Since then, 50,000 people have been jailed and another 100,000 teachers, judges, police officers and others have been fired from state jobs. A state of emergency that has allowed Erdogan to effectively rule by decree is set to be extended again when it expires next week.

Erdogan has defended the measures as essential to weed out putschists and their sympathizers and restore democratic order. The government blames the coup on followers of Islamic cleric Fethullah Gulen, who lives in exile in the United States.

But some observers say the dragnet has spread well beyond those responsible for the insurrection to include the very people tasked with monitoring allegations of official wrongdoing.

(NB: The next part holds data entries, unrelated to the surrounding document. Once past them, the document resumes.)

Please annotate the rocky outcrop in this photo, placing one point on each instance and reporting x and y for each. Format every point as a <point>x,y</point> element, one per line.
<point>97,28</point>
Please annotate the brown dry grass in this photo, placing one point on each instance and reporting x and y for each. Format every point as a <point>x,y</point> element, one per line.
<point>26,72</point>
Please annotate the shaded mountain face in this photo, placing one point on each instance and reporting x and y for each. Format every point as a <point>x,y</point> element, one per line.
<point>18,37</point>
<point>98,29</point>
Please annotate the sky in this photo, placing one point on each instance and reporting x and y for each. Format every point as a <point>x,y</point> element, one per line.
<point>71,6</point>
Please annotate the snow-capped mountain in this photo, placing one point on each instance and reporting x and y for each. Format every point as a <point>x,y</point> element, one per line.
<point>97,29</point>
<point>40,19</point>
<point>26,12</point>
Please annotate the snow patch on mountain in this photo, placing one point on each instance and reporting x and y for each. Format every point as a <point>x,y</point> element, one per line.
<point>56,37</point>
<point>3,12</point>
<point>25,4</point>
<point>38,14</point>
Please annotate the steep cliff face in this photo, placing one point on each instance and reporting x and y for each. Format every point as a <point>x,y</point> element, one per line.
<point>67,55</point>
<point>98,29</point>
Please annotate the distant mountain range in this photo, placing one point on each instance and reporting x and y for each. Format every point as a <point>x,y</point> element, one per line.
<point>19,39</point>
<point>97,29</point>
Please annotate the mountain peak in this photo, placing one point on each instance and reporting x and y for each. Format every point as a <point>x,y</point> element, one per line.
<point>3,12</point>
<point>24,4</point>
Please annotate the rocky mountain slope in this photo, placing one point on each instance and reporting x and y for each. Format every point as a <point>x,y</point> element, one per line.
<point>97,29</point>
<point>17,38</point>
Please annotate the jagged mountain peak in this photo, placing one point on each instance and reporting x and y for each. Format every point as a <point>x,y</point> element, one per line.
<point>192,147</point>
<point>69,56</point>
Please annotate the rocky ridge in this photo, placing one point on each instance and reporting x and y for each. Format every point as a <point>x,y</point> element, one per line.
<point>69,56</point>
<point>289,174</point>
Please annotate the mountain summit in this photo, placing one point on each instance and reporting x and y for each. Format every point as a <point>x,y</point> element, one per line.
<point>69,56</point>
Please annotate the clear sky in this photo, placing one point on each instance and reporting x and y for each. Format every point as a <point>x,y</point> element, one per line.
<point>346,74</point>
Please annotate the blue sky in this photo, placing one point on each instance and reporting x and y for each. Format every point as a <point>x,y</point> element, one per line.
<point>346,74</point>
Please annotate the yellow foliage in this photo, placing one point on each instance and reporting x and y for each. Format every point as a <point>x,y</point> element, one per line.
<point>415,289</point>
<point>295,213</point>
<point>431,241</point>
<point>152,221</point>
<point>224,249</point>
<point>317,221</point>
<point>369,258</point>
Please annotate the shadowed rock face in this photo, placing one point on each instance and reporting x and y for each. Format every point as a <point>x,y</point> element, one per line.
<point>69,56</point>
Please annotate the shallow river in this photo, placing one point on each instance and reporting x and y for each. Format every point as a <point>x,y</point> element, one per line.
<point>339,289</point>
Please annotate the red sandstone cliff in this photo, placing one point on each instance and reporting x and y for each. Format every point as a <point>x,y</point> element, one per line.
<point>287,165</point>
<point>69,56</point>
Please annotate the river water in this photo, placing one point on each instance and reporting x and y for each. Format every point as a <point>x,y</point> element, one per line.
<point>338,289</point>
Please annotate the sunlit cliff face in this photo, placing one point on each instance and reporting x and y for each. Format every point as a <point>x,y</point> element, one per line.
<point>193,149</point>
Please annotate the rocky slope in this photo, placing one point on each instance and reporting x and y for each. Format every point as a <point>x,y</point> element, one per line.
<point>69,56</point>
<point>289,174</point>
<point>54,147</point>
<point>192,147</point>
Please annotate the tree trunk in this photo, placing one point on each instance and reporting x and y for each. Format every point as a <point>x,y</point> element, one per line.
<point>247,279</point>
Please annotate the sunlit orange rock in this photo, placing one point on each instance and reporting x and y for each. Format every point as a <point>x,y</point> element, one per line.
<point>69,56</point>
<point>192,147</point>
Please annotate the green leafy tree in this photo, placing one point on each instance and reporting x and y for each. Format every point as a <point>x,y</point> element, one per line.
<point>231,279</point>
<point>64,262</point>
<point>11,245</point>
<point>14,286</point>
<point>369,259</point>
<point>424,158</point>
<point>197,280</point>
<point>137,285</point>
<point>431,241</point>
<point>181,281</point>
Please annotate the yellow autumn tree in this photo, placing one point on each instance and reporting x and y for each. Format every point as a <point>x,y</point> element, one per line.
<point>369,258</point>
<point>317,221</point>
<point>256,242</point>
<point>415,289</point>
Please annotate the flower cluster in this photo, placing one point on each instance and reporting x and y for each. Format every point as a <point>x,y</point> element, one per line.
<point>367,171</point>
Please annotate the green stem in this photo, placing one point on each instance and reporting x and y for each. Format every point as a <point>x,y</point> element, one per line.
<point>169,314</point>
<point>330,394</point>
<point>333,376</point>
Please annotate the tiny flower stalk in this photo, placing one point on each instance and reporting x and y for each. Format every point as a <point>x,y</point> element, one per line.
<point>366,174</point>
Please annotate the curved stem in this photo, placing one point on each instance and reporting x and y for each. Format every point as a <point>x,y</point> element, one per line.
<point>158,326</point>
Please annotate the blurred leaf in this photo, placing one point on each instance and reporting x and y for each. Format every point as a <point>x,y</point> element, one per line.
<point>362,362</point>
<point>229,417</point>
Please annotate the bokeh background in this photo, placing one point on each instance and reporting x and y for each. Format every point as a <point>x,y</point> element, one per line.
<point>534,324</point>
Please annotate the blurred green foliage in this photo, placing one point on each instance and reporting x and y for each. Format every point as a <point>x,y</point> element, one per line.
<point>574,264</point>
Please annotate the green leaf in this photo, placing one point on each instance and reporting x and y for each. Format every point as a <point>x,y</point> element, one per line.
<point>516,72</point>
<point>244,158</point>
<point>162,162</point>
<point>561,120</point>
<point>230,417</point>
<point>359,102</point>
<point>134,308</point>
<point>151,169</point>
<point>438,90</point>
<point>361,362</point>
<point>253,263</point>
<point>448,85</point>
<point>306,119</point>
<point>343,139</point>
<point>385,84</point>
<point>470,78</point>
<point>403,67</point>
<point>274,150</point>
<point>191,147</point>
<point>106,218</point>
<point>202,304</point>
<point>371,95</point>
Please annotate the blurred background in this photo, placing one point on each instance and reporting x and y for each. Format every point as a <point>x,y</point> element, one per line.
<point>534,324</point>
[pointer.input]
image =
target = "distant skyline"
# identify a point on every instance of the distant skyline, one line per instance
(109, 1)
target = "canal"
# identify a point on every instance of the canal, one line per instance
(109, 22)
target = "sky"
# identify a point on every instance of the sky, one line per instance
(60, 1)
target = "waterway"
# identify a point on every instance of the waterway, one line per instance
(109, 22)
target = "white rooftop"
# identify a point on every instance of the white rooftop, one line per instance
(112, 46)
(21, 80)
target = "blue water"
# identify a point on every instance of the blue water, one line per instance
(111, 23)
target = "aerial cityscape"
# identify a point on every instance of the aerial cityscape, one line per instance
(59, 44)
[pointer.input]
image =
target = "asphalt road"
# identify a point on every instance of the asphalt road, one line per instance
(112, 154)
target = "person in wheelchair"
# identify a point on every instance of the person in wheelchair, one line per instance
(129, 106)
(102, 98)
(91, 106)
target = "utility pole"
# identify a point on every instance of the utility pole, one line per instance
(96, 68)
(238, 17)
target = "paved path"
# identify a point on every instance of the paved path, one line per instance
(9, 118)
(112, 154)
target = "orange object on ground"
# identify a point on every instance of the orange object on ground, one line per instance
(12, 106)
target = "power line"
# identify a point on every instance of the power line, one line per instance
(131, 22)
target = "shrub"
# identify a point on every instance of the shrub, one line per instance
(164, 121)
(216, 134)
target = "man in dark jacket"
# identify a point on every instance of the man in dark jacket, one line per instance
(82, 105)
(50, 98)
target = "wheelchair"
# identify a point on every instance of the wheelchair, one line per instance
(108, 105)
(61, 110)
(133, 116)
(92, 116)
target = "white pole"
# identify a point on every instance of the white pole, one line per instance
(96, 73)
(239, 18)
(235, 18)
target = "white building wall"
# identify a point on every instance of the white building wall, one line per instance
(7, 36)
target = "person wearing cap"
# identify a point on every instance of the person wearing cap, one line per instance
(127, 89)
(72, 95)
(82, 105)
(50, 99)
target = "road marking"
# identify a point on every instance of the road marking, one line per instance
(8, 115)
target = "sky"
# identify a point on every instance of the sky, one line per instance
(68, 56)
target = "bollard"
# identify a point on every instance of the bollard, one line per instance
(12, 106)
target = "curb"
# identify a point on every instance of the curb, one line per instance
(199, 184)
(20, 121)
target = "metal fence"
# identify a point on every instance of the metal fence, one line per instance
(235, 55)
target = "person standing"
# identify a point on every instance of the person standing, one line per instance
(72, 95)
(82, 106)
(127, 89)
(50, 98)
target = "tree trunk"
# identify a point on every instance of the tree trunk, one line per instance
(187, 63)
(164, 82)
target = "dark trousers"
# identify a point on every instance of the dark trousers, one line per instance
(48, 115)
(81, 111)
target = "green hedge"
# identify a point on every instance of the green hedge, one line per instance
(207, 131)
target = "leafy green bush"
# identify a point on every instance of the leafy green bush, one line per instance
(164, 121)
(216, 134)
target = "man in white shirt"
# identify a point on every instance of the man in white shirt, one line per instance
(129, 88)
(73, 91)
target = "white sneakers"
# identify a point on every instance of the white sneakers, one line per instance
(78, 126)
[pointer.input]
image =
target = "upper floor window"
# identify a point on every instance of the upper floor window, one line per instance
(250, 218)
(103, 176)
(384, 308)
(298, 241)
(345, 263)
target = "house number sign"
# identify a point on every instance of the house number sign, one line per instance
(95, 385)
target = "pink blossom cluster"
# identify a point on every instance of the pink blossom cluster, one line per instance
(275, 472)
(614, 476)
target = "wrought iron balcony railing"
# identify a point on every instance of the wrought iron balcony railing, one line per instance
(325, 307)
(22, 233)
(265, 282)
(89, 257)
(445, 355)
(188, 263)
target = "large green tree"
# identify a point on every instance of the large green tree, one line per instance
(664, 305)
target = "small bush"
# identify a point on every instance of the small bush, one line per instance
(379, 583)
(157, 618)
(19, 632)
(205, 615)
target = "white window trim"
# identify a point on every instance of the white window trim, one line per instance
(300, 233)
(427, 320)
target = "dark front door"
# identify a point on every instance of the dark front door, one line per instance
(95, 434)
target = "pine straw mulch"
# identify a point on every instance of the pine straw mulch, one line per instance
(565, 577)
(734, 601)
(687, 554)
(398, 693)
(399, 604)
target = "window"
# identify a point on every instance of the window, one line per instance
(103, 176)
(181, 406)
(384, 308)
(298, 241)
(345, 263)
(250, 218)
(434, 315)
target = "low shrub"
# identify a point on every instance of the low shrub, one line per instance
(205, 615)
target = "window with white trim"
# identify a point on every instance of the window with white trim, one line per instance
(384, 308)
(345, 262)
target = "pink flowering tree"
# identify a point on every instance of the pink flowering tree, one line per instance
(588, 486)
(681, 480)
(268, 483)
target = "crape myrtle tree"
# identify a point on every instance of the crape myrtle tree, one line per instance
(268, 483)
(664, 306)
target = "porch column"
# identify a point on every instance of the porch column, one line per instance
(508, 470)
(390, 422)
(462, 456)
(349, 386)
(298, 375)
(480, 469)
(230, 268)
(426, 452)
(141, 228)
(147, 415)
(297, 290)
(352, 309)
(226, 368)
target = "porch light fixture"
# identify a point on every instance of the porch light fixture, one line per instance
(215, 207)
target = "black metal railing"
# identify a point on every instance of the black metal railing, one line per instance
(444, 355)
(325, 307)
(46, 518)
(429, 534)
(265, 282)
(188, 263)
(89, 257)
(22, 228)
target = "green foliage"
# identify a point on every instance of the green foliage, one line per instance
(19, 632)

“We see a connection in the timing of the detentions with the anniversary. It is a show of force by the government,” said Hakan Ataman, the co-director of the Citizens’ Assembly, who saw two of its members, Ozlem Dalkiran and Nalan Erkem, arrested on the island.

“Rights groups have unwaveringly called for the perpetrators of the coup to face justice. But they also criticize the way the investigation is occurring — trampling on the law and disregarding human rights.”

As many as 1,400 nongovernmental organizations (NGOs), including those that protect children’s rights and assist battered women, have been shuttered since July 2016. About 150 journalists are in jail, as are 12 opposition lawmakers. In June, a court arrested Taner Kilic, Amnesty’s local chairman, on charges he is affiliated with the Gulen movement.